Quantifying Particle Motion under Force Fields in Microfluidic Systems by Image Tracking Methods
Chen, Andrew, Electrical Engineering - School of Engineering and Applied Science, University of Virginia
Swami, Nathan, Department of Electrical and Computer Engineering, University of Virginia
Micro-engineered devices for selective cell separation and analysis are of great importance in biomedical research. Dielectrophoresis (DEP), which enables the frequency-selective translation of particles under spatially non-uniform fields based on their distinctive impedance characteristics, is an effective technique for cell sorting and quantification. It has been used for selective manipulation and identification of microorganisms and cells. Particle translation towards or away from localized regions of high field occurs, respectively, under positive DEP (p-DEP) or negative DEP (n-DEP). In this manner, based on differences in polarization between different cells and the surrounding medium, non-destructive and label-free cell separations can be accomplished.
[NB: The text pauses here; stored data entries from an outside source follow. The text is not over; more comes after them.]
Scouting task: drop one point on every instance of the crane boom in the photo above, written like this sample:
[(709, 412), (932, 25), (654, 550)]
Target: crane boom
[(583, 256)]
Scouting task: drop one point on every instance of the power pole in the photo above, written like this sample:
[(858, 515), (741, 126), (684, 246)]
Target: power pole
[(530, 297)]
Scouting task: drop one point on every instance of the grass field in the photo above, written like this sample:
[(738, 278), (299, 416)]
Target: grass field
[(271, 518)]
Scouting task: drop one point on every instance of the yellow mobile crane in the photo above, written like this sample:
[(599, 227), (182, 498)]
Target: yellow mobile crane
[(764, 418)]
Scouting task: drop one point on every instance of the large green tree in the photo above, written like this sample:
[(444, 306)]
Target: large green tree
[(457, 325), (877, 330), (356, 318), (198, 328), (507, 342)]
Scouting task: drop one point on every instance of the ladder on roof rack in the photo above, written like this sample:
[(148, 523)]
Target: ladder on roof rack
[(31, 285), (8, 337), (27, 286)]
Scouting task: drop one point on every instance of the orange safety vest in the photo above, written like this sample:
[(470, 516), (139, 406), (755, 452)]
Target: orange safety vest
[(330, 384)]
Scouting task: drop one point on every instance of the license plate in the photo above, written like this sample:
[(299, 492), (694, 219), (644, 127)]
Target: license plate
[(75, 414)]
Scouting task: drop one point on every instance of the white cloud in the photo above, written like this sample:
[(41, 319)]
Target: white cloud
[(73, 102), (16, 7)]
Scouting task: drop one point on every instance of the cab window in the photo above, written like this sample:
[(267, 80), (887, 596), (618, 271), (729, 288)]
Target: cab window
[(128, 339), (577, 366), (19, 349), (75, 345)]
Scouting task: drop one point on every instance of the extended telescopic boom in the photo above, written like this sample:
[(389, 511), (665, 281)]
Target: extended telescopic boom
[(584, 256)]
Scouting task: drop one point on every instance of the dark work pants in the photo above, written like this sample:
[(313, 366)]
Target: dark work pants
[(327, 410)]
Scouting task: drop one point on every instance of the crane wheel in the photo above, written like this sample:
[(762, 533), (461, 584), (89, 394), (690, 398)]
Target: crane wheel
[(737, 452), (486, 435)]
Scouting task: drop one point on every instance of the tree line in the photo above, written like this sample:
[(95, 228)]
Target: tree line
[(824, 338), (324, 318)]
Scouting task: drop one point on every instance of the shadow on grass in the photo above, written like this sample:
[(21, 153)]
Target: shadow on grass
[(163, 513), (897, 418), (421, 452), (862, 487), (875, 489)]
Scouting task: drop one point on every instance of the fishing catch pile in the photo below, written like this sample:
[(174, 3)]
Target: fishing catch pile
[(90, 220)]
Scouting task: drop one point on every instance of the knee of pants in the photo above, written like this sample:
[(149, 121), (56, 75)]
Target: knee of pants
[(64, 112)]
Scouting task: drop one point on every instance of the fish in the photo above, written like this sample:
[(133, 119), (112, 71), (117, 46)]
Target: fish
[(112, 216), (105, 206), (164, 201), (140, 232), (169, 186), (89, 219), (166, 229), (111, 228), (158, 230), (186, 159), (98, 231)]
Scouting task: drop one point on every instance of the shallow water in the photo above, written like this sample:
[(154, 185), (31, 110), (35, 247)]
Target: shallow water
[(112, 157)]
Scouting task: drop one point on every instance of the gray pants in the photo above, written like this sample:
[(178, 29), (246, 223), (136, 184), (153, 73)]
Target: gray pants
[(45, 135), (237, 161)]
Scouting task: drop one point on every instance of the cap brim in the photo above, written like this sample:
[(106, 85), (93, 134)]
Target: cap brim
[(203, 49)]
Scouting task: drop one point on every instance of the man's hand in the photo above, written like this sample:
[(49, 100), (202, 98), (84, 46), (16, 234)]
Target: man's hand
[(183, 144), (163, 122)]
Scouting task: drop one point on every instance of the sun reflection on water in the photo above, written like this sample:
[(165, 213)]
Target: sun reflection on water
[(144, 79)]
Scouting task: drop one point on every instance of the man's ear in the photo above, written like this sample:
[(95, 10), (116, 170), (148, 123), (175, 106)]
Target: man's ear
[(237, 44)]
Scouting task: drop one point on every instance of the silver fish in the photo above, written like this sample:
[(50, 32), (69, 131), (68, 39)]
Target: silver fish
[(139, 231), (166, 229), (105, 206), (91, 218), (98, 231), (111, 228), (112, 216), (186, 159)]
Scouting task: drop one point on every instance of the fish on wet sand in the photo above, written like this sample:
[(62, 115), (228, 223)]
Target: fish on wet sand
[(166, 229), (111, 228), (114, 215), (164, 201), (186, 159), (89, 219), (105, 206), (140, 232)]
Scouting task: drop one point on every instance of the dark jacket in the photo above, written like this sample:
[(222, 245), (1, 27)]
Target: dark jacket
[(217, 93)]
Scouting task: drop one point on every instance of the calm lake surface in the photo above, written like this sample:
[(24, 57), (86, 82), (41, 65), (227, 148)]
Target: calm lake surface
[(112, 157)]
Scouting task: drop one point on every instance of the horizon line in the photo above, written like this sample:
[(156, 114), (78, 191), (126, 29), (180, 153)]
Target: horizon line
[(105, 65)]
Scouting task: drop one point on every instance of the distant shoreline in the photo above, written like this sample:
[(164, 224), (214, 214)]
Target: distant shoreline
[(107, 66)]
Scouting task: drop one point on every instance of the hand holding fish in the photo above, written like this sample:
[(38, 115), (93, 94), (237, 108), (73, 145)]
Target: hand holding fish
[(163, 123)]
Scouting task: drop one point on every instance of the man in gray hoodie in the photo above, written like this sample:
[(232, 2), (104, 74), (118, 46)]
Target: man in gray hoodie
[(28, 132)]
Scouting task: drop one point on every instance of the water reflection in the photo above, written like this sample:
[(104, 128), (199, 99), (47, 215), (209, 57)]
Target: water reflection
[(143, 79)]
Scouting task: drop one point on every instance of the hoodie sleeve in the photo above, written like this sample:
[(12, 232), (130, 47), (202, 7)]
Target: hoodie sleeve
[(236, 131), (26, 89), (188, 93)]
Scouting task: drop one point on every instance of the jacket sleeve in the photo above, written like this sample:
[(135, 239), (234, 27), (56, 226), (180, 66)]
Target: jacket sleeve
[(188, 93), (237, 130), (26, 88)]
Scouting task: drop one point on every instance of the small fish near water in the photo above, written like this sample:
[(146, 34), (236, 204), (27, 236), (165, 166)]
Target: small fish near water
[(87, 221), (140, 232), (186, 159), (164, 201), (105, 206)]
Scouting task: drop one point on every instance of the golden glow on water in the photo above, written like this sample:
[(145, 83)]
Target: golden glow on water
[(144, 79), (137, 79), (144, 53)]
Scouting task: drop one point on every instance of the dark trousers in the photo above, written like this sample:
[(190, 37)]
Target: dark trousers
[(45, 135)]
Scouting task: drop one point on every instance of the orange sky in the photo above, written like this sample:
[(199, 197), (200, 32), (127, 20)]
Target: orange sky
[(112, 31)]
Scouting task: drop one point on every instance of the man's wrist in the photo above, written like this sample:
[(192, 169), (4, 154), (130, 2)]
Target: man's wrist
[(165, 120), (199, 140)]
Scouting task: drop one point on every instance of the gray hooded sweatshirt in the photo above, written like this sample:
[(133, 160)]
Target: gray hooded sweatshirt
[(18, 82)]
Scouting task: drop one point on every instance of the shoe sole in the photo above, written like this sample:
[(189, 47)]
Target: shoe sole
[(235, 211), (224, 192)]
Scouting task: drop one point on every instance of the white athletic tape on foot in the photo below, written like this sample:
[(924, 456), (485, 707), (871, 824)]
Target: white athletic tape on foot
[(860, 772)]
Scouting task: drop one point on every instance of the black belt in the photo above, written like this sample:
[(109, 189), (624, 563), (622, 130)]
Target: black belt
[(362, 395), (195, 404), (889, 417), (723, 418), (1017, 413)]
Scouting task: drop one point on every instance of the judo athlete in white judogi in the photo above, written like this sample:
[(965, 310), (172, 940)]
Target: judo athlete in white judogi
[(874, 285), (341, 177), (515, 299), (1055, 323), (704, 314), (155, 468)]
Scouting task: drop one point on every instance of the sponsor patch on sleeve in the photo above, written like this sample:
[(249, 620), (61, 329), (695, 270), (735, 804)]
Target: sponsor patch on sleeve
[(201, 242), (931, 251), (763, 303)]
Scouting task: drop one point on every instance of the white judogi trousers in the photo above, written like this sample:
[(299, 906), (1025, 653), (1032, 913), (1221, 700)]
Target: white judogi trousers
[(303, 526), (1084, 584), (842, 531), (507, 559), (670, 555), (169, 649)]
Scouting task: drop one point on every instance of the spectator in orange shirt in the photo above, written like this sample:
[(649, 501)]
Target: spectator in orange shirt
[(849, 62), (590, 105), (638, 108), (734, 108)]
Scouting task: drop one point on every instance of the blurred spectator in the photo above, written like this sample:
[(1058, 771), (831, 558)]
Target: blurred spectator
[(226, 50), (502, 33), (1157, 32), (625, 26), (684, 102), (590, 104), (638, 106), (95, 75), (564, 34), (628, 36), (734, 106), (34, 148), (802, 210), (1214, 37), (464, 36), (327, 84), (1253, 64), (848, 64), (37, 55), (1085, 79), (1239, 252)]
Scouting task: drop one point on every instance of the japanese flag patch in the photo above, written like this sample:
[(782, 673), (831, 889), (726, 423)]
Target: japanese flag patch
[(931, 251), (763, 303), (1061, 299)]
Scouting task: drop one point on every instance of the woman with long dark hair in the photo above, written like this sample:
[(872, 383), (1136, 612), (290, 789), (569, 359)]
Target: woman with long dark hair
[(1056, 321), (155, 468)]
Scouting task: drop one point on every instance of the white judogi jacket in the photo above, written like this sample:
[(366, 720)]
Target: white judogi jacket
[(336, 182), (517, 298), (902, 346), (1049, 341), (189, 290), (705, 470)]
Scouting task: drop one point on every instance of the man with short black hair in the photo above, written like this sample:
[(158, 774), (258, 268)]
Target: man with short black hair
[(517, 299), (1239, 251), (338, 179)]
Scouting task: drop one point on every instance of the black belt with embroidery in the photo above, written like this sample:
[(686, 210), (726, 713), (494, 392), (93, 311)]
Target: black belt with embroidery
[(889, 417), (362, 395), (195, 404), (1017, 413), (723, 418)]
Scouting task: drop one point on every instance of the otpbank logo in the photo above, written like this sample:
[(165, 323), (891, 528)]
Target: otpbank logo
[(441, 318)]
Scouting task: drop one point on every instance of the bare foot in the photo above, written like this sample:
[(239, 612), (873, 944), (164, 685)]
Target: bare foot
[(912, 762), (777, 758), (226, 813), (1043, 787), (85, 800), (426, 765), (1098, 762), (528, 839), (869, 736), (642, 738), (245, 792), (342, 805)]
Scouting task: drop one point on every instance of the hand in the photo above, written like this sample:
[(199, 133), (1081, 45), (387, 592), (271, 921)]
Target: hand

This work is focused on using image analysis methods to quantify the translation of particles under spatially non-uniform fields to determine the DEP force spectrum versus frequency, within two different device designs. The first is based on a constricted microfluidic channel, wherein image tracking is used to directly identify particle translation, to quantify the DEP frequency spectra with single-particle sensitivity. The second is a set of microfluidic wells with ring electrodes, wherein the focus is on rapid quantification of DEP spectra, based on spatio-temporal analysis of light scattering due to particle translation.
These techniques are applied to three kinds of bioparticles, Cryptosporidium parvum, Clostridium difficile and Human Embryonic Kidney (HEK) cell as subjects to validate a model for particles of different sizes and shapes.
These methods could serve as useful tools to study cellular subpopulations, which is of fundamental importance in biomedical sciences.